Na miłość boską wyobraźmy sobie, że nagle fryzjerzy postanawiają pracować za darmo - bo przecież sprawia im to frajdę. No ekstra, klienci się cieszą. Ale co mają powiedzieć fryzjerzy, którzy biorą pieniądze za swe usługi - mają przestać i podpasować się do innych, a może rzucić to w cholerę i zająć się inną branżą? Przecież oczywiste jest, że człowiek pójdzie do fryzjera, który pracuje za darmo, nawet jak krzywo pofarbuje, źle obetnie, tak ułoży włosy, że po godzinie będą rozwalone - ale co tam, darmocha! Ja się pytam - gdzie jest szacunek do pracy (nawet tej źle wykonanej, ale pracy)? Może jestem materialistką, śmiało nazwijcie mnie tak! Ale wydaje mi się, że największą nagrodą za wykonany wysiłek jest okazanie szacunku, a że w naszym świecie zapłatą jest pieniądz to inna kwestia. Bulwersujące jest to, jak bardzo teraz w środowisku fotografów oczekuje się, ze ktoś Ci zrobi zdjęcia za darmo (i to w dużych instytucjach!! Mogłabym wymienić je z nazwy, ale nie chcę mieć nieprzyjemności). Albo tzw "po znajomości". Ale "po znajomości" mam Ci zrobić za pół darmo, czy "po znajomości" zapłacisz mi więcej, bo mi ufasz i chcesz dać zarobić. Zastanówmy się... mam znajomego taksówkarza... wiem, ze czasem zaniża mi taryfę, ale zawsze daję mu napiwek - bo po znajomości, wiem, ze mogę do niego zadzwonić w środku nocy i przyjedzie po mnie na drugi koniec miasta.
Moją frustrację bardzo nadszarnęło też zachowanie - "Malwina, robisz fajne zdjęcia więc wziąłem zlecenie na to to i tamto, masz zrobić to to i to, w nagrodę podpiszą Cię pod zdjęciem". No szał! Chyba powinnam dziękować na kolanach!
Przykro mi bardzo.
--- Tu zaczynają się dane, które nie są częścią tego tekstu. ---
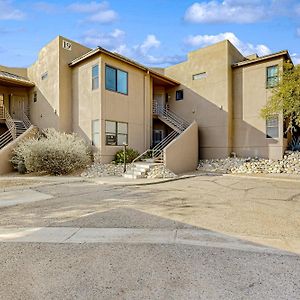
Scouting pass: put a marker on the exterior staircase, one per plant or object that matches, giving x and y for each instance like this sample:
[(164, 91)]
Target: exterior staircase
[(154, 157), (15, 127)]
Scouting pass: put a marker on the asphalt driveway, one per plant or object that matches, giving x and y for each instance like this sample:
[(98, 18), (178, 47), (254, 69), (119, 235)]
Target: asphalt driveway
[(199, 238)]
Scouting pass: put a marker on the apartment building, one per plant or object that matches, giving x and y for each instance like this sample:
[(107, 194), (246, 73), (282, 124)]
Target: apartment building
[(205, 107)]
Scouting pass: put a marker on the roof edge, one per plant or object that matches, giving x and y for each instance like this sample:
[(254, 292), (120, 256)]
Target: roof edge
[(262, 58)]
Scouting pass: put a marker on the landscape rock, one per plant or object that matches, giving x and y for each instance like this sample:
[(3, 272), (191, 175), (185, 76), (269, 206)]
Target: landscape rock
[(290, 164), (103, 170)]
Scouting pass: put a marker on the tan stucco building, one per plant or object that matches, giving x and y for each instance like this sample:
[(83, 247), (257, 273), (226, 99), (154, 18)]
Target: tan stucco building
[(205, 107)]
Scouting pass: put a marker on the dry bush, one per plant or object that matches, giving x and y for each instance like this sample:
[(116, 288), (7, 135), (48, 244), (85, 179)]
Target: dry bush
[(53, 152)]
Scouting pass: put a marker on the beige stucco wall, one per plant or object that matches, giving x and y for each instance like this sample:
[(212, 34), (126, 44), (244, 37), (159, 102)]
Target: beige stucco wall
[(181, 155), (9, 92), (86, 102), (134, 108), (250, 95), (53, 107), (208, 100), (18, 71), (6, 152)]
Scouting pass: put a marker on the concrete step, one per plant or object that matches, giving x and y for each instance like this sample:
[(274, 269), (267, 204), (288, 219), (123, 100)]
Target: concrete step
[(131, 176)]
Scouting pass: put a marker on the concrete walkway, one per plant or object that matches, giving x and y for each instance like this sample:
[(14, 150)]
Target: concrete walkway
[(192, 237)]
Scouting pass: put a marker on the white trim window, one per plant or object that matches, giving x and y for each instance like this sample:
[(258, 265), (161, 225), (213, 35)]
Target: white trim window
[(96, 132), (272, 127), (95, 77), (116, 133)]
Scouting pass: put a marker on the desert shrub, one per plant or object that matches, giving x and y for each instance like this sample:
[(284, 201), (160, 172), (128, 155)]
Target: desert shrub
[(54, 153), (131, 154)]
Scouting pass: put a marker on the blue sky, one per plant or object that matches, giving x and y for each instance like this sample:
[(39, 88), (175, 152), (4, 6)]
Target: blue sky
[(154, 32)]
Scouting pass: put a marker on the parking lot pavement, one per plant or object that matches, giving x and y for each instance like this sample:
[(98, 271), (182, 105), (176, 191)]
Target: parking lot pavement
[(201, 238)]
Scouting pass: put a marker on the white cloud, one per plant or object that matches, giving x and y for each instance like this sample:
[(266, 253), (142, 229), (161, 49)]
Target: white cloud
[(8, 12), (228, 11), (94, 38), (245, 48), (98, 11), (46, 7), (143, 52), (149, 43)]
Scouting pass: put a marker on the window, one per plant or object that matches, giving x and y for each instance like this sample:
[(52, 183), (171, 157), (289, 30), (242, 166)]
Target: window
[(35, 97), (179, 95), (67, 45), (44, 76), (116, 80), (272, 76), (95, 77), (95, 133), (199, 76), (116, 133), (272, 127)]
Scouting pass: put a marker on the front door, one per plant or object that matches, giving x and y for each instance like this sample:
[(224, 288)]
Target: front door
[(158, 136), (160, 100), (18, 107)]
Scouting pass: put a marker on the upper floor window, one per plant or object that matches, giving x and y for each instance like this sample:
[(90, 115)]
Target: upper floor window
[(116, 133), (272, 76), (96, 133), (179, 95), (35, 97), (95, 77), (272, 127), (44, 76), (199, 76), (116, 80)]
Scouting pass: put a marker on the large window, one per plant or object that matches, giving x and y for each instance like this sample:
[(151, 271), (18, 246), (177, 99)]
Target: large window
[(95, 133), (116, 80), (116, 133), (272, 76), (95, 77), (272, 130)]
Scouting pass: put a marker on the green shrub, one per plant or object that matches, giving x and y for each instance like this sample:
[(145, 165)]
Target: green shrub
[(131, 154), (54, 153)]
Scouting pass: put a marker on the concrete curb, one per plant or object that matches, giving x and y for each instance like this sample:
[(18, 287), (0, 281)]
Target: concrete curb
[(66, 180), (77, 235), (36, 185), (135, 182), (264, 177)]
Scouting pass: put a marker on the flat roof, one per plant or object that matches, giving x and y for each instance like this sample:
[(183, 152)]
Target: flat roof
[(15, 79), (262, 58), (124, 59)]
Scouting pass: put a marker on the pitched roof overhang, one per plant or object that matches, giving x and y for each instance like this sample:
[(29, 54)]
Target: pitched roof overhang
[(283, 53), (100, 50), (16, 80)]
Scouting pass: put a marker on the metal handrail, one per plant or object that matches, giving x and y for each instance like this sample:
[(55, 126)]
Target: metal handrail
[(166, 140), (11, 133), (2, 112), (26, 120), (10, 124)]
Zastanawiam się nad opcją "rzucenia w cholerę" albo zamknięciem się w ogródku z aparatem, bo jak chcę się choć minimalnie zkomercjalizować dostaję takiego kopa w dupę, że mnie boli i siedzieć nie mogę.
Dziękuję.
P.S. Chętnie wezmę udział w dyskusji, jeśli takowa zrodzi się w komentarzach.